I'm really curious- any early results to share on that? Attention really does make a big difference on a lot of things (including work I've done so I know first hand). It should improve the coherence of the entire music piece in theory at least, right?

kasrahbar · on Nov 28, 2018

Check out Music Transformer that was recently published https://arxiv.org/abs/1809.04281

Some generated samples: https://storage.googleapis.com/music-transformer/index.html

bcheung · on Nov 29, 2018

The accompaniment examples are cool. That would be a very nice tool to have. Just play a melody and it auto-generates an accompaniment.

mcleavey · on Nov 28, 2018

Transformer is working really well- I'm very excited. I'll probably be sharing results soon. Yes, the attention makes a huge difference & the pieces are both more creative and more coherent.

gwern · on Nov 29, 2018

Have you considered using 'learning from human preferences' as the loss function in addition to the Transformers? That was another OpenAI project, and it seems tailor-made for music generation: what is more 'I know it when I hear it' than music quality?

citnaj · on Nov 28, 2018

That is exciting! I'll be watching on Twitter :)

minimaxir · on Nov 28, 2018

textgenrnn (https://github.com/minimaxir/textgenrnn) uses a simple Attention Weighted Average at the end of the model for text generation, which in my testing allows the model to learn much better.

gleenn · on Nov 28, 2018

Reminds me of this pretty cool music generation talk at StrangeLoop. I can't find his own site, but here's the SL page: https://www.thestrangeloop.com/2018/making-machines-that-mak...
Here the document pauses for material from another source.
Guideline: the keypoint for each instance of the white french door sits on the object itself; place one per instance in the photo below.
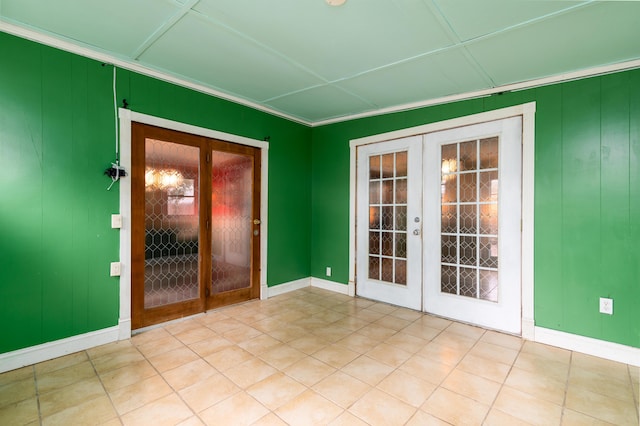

scottlocklin · on Nov 28, 2018

LZW does a creditable job as well.

https://arxiv.org/pdf/1107.0051.pdf

EADGBE · on Nov 29, 2018

Better not have any parallel fifths in there or I swear to god my Theory professor will come out of his grave and berate the AI for it.

p1esk · on Nov 28, 2018

Hi Christine, what are your thoughts on using reinforcement learning for music generation? Has anyone tried that at OpenAI?

robbiemitchell · on Nov 28, 2018

Need some Chopin to help train the full 88 keys!

mcleavey · on Nov 28, 2018

Haha, very true. It was Charlie's question in this interview that made me realize the 62 key limit was an old fix that I no longer needed, so now I'm trying out expanding my dataset and also expanding to the full 88 keys!